In weiten bodenlangen Reifröcken schweben die Tänzerinnen wie auf Schienen vor den Rahmen, bewegen die Arme und Hände in Wellen, ihre Geschmeidigkeit in konfuzianische Strenge geschnürt. Oder sie bewegen sich eckig in den auf dem Boden liegenden Rahmen; nur Einzelne lehnen diese Begrenzung ab und entsteigen dem Rechteck, schauen die Anderen. Eine Tänzerin erscheint mit einer langen Schleppe, die dann wie ein Bild in einen Rahmen gehängt wird. Seht ihr, was ich mit mir trage? Im Hintergrund erscheint irgendwann ein riesiges abstraktes Gemälde, das im Zentrum ganz schwach nur ein entstelltes menschliches Antlitz erkennen lässt.
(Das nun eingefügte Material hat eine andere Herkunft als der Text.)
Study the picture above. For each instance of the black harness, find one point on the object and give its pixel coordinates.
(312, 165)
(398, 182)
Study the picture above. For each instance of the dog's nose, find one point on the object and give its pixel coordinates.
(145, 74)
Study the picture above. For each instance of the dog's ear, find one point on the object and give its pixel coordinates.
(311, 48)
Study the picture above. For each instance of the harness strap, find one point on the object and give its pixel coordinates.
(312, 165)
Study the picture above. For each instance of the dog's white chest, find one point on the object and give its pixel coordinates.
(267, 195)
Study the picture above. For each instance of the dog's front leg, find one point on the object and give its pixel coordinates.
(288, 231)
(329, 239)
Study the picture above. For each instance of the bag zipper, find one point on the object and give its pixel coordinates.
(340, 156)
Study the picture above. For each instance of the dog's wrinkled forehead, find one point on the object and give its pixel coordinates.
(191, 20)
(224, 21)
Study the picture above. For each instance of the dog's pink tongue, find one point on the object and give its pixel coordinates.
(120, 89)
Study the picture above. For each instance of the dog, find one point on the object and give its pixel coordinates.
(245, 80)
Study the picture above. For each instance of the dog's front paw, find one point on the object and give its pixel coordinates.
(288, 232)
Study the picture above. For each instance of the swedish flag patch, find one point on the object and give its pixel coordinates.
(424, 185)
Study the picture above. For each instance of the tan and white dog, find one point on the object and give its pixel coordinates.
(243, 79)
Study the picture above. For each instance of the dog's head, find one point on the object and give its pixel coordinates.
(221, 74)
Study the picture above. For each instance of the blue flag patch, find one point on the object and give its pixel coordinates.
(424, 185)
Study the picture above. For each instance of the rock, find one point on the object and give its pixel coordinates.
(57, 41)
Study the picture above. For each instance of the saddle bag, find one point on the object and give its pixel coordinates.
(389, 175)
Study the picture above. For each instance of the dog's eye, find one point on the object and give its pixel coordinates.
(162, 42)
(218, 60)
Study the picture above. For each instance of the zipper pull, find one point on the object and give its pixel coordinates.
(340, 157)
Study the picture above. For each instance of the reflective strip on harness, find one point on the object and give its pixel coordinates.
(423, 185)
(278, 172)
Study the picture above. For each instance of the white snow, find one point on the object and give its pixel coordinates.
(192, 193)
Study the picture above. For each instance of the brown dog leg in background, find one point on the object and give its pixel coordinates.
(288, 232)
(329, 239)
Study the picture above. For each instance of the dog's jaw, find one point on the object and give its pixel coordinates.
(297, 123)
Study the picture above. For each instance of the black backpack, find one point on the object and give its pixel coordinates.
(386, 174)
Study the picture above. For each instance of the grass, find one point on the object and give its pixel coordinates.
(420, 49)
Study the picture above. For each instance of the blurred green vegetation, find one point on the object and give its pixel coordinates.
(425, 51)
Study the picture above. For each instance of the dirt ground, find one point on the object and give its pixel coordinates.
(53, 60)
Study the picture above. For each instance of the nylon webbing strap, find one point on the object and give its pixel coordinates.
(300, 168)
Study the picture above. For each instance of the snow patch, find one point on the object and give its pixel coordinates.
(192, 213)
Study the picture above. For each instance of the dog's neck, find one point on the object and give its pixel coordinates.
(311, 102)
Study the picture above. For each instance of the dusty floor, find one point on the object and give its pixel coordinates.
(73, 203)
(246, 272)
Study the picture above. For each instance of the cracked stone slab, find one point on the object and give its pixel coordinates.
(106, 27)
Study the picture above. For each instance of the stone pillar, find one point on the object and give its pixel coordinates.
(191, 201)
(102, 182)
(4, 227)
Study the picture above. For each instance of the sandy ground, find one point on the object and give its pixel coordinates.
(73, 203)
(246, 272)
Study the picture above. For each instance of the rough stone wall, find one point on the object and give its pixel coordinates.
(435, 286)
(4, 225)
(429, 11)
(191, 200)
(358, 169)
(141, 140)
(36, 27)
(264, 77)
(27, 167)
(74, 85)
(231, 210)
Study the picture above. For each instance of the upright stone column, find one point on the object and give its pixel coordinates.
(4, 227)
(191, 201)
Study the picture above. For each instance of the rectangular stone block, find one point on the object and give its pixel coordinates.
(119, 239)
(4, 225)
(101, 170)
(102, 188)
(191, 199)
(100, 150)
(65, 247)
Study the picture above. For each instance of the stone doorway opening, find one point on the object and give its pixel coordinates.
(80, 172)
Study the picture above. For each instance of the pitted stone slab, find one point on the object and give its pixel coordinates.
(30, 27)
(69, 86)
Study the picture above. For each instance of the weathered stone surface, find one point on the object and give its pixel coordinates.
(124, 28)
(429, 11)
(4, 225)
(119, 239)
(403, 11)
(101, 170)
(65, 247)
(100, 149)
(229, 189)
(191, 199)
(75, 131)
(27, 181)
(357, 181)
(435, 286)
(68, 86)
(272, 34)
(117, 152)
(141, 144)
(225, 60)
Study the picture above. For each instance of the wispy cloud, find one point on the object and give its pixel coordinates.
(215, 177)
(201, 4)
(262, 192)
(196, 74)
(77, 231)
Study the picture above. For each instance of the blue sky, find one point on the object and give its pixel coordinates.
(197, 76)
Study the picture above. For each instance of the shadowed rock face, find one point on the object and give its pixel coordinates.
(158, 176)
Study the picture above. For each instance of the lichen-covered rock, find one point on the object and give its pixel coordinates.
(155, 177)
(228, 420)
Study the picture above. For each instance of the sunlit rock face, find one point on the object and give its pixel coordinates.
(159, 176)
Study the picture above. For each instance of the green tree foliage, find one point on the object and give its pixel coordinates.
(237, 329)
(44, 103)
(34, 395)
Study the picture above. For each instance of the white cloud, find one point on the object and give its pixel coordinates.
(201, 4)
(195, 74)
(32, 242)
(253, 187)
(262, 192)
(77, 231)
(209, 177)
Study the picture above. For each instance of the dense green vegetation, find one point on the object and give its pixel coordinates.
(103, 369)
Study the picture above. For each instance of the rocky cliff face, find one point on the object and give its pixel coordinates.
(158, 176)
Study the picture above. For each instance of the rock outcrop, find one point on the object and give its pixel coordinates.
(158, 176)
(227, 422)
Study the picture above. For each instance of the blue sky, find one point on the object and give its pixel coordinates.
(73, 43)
Oder die TänzerInnen bewegen sich in einem golden gerahmten Halbkreis ungemein offen mit ausladendem, kraftvollem, Raum greifendem Gestus bis an die Grenzen ihrer physischen Flexibilität. Machtergreifung, wie sie sein soll. Das Lichtdesign von Fabiana Piccioli unterstreicht mit wechselvollem Spiel die Diversität der Szenen, die zuweilen ob ihrer emotionalen Klugheit tief berühren.
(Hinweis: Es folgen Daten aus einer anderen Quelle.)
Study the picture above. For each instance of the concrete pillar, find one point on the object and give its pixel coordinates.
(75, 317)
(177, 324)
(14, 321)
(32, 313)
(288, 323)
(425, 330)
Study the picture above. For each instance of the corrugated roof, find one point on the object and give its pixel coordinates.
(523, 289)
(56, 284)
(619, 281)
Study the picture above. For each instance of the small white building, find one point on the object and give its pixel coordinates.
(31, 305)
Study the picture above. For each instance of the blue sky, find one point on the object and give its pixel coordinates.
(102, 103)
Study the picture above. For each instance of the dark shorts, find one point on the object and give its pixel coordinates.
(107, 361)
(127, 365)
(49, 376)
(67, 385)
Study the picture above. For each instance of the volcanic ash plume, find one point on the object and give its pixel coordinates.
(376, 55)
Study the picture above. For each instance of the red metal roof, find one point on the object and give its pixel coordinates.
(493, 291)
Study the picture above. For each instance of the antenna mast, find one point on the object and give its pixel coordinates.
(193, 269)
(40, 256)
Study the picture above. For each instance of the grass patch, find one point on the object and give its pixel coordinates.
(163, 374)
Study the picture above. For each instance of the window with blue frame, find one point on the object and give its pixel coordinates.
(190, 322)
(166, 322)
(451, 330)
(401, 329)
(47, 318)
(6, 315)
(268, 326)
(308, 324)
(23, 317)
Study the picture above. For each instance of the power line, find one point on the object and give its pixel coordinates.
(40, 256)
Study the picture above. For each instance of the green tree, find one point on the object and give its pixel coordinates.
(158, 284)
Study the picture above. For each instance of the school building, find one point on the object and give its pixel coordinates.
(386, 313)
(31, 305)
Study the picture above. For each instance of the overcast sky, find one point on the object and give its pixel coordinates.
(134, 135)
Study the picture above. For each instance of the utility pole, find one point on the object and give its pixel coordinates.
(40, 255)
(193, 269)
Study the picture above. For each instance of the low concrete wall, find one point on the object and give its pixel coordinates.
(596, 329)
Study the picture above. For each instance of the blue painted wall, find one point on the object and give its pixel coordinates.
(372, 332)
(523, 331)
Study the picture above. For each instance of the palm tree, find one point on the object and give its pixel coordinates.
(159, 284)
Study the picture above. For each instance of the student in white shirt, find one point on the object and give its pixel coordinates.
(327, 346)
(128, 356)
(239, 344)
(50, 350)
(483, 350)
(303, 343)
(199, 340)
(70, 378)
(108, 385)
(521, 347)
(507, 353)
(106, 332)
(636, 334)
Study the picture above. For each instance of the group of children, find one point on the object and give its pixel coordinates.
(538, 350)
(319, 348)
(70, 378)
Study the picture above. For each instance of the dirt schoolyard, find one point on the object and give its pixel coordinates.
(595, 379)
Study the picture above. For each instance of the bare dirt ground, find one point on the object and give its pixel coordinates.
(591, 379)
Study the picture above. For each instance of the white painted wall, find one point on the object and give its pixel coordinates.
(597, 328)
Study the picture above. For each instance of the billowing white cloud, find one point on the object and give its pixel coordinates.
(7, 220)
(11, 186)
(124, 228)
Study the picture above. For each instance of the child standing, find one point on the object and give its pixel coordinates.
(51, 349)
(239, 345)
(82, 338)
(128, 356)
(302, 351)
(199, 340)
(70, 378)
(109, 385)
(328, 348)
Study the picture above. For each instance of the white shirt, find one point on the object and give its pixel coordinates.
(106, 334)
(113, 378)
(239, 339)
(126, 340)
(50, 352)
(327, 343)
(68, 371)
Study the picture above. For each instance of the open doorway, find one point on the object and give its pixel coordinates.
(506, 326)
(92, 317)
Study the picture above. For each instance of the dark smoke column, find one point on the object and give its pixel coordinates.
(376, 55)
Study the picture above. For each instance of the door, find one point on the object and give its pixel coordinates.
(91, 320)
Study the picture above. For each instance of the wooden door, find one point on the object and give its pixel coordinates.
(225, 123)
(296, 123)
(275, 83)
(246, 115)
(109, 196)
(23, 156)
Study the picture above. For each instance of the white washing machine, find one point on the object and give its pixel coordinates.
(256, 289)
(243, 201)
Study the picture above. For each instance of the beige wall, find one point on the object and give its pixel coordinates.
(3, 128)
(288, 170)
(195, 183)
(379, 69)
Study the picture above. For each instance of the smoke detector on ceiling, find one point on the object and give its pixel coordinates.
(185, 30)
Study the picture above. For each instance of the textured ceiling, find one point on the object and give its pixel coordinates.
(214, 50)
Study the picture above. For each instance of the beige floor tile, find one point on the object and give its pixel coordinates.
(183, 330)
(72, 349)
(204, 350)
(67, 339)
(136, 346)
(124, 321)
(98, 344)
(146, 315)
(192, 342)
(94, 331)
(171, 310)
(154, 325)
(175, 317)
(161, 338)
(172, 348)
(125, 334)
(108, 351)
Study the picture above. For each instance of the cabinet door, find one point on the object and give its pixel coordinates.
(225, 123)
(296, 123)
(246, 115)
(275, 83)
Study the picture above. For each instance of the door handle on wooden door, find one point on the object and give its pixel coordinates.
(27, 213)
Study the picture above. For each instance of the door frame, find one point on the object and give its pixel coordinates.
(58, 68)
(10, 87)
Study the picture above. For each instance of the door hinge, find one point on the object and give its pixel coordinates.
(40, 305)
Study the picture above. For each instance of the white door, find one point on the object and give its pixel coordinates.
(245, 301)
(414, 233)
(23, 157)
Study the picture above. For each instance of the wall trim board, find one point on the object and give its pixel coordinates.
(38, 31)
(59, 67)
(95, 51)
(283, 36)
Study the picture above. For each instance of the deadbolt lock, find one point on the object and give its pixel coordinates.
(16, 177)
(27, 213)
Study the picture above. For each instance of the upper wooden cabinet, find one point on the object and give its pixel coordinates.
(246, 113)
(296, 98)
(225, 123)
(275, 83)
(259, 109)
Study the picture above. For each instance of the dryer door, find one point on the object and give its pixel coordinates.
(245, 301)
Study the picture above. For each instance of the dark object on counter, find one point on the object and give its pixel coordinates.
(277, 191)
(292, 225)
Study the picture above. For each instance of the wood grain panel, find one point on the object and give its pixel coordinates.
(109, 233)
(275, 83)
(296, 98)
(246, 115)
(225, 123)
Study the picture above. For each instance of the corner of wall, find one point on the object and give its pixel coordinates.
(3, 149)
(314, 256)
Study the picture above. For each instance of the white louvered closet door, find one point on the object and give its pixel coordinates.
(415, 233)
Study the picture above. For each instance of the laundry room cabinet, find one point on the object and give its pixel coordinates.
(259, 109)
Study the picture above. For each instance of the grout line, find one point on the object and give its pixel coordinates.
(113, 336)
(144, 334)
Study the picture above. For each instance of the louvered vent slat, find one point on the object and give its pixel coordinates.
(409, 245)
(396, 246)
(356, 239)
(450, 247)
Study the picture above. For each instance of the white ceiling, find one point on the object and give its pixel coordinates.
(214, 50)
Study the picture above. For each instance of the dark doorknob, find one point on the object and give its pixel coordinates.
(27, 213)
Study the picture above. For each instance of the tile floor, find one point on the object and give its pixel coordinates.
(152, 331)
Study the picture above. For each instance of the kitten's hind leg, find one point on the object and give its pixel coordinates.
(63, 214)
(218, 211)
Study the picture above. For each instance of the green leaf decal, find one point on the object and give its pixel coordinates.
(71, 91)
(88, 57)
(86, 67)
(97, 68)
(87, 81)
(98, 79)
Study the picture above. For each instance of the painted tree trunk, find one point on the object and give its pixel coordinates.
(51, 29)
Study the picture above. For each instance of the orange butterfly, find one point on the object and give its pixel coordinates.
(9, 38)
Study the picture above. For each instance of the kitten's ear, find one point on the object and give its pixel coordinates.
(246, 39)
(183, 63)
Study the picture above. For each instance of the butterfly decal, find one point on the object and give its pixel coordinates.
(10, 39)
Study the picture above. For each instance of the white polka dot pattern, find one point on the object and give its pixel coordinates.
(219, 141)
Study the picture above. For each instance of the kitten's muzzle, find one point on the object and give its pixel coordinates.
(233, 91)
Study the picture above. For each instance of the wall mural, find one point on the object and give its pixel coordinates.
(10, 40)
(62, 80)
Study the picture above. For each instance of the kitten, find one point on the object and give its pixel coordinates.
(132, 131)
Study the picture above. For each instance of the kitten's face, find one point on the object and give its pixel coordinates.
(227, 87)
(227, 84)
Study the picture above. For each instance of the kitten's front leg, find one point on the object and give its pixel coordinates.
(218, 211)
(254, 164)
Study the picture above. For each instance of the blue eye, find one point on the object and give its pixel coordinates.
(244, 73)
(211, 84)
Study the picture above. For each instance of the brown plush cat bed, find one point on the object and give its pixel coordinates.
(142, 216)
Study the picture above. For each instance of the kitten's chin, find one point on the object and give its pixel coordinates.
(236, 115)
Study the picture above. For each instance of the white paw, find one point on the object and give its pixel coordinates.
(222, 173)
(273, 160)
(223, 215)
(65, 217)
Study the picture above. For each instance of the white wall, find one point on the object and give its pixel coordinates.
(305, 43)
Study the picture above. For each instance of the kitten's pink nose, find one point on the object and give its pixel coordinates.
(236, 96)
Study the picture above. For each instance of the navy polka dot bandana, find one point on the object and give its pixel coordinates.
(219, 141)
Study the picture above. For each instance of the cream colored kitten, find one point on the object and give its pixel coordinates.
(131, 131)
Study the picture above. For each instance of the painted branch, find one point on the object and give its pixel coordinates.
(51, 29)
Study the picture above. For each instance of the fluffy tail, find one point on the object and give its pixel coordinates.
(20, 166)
Für Cherkaoui sind nicht die Bilder Viktor Hartmanns, des 1873 verstorbenen Maler-Freundes Mussorgskis wie für dessen „Bilder einer Ausstellung“ Ausgangspunkt seiner künstlerischen Auseinandersetzung, sondern, es wäre nicht Cherkaoui, die zeitenlose Vielfalt der menschlichen Charaktere mit ihren mannigfaltigen Prägungen. Beobachter und Akteur gleichermaßen, geben sich die TänzerInnen selbstverliebt und außenseiterisch, Gruppenzwängen unterworfen und Zweisamkeiten zelebrierend, den gesellschaftlichen, sozialen, religiösen und intrapsychischen Rahmungen, Eingrenzungen und Deformationen unreflektiert unterworfen oder diese selbst befreiend aufbrechend und überwindend. „Exhibition“ dürfen wir auch als Zurschaustellung von Innenleben begreifen, voller Poesie dazu einladend, das goldgerahmte Spiegelglas nicht zu übersehen.
Ballet Vlaanderen mit „L’Oiseau de Feu“ und „Exhibition“ von Sidi Larbi Cherkaoui am 26. April 2019 im Festspielhaus St. Pölten.